キャンセル
https://media.fs.com/images/community/uploads/post/202010/29/24-qsfp56-transceiver-2.jpg

QSFP56とは?QSFP56 vs QSFP28 vs QSFP+の比較について

ともや

翻訳者 wagtail
2021年2月6日 に投稿された


 光伝送技術は常に革新を求め、進化し続けています。時代変化に伴うニーズの多様化に連れて、安定かつ安全の高速化したネットワークを構築するのは課題となります。それを実現するには高速な光通信をサポートする光トランシーバが欠かせません。その中から、異なる規格の光トランシーバが次々と世に出されました。

 例えば、次世代ネットワークに向けた200G QSFP56光トランシーバが注目を集めています。200G高速光トランシーバとして、QSFP56規格とは?他のQSFP規格と比べて、物理的・機械的寸法は何が違うのか。QSFP56-DDとの関係とは?光トランシーバの種類について詳しく説明します。

200G QSFP56光トランシーバ

200Gイーサネット用にはQSFP56と呼ばれるフォームファクタが適用されます。既存のQSFP28光トランシーバと同じサイズ(幅18.4mm×長さ72mm×高さ8.5mm)です。QSFP56のインターフェスは1波長あたり100Gb/S PAM4を4レーンまたは4波長で束ねて伝送する方式で、SFPトランシーバーより広い帯域幅を持っています。

 QSFP規格をベースにした40G QSFP+モジュールは、スイッチ、ルータ、メディアコンバータなどのネットワークデバイスとファイバケーブルとの相互接続を可能にします。そして、100G QSFP28モジュールは40G QSFP+モジュールと同じケーブル構造と高密度機能により、高速かつ低損失の100Gネットワークを構築することが可能です。それ以外、200G QSFP56、400G QSFP56-DDなどもあります。

 4×50G 200GbEトランシーバーにQSFP56、200G QSFPといった名称があります。QSFP56光モジュールはQSFP28のフォームファクタ使用をそのまま使用し、伝送距離によって具体的な規格が決まっています。CR、SR、DR、FR、LRなどといった異なる規格は、短距離用マルチモードファイバ(OM3、OM4)と長距離用シングルファイバ(OS1、OS2)に対応できるように設けられました。

Figure 2:Types of QSFP form factor

 また、200GネットワークにおけるQSFP56 AOC(アクティブ光ケーブル)/DAC(ダイレクト接続銅線)の使用によって、全体の配線量が減り、敷設の時間節約・コストの削減も実現できます。後方互換性により、200G QSFP56を2チャネル×100G QSFP28、あるいは、4チャネル×50G SFP56に分割して、信号を伝送することが可能です。

QSFP56 vs QSFP28 vs QSFP+

前置された英字の表記(QSFP)から見れば、QSFP56、QSFP28、QSFP+、3つの規格は同じQSFPフォームファクターをベースにしたことが分かります。しかし、下記の図表に示すように、それぞれは異なる機能・性能・適合性を持っています。
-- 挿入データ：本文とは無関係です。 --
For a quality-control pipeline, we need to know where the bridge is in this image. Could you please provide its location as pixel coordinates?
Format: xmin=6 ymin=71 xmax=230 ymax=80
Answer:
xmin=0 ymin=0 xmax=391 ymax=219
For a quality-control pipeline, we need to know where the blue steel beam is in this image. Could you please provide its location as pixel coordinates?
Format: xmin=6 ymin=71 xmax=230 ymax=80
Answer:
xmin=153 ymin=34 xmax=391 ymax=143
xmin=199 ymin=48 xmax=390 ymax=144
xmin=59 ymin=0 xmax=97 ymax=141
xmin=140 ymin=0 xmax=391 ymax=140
規格名称 発表年 正式名称 電気的インターフェスのレーン数 光インターフェスのレーン数 通信速度 変調方式 回線速度
QSFP+ 2010 Quad Small Form-factor Pluggable Plus 4 4 10Gbps NRZ 40G
QSFP28 2016 Quad Small Form-factor Pluggable 28 4 4 25Gbps NRZ 100G
QSFP56 2018 Quad 50 Gigabits Small Form-factor Pluggable 4 4 50Gbps PAM4 200G

QSFP56からQSFP56-DD(400G QSFP-DD)へ

QSFP56の代わりに、ニーズの急増に対応できる新規格であるQSFP56-DD(400G QSFP-DDとも呼ぶ)が湧き上がってきました。中のDDはDouble Densityの意味であり、倍密度を表すものです。400Gを実現するために、4レーンから8レーンまで増やし、いわゆる、4レーン×2列の50G-PAM4の電気的インターフェースを設けました。

 さらに、400G QSFP56-DDポートはQSFPトランシーバと下位互換性があるため、QSFP56-DDポートに挿入されたQSFP56モジュールの正常な作動が可能です。次世代400Gネットワークの構築を実現するに当たって、QSFP56-DDのような下位互換性を備えた新規格の制定・普及は将来への道筋ではないでしょうか。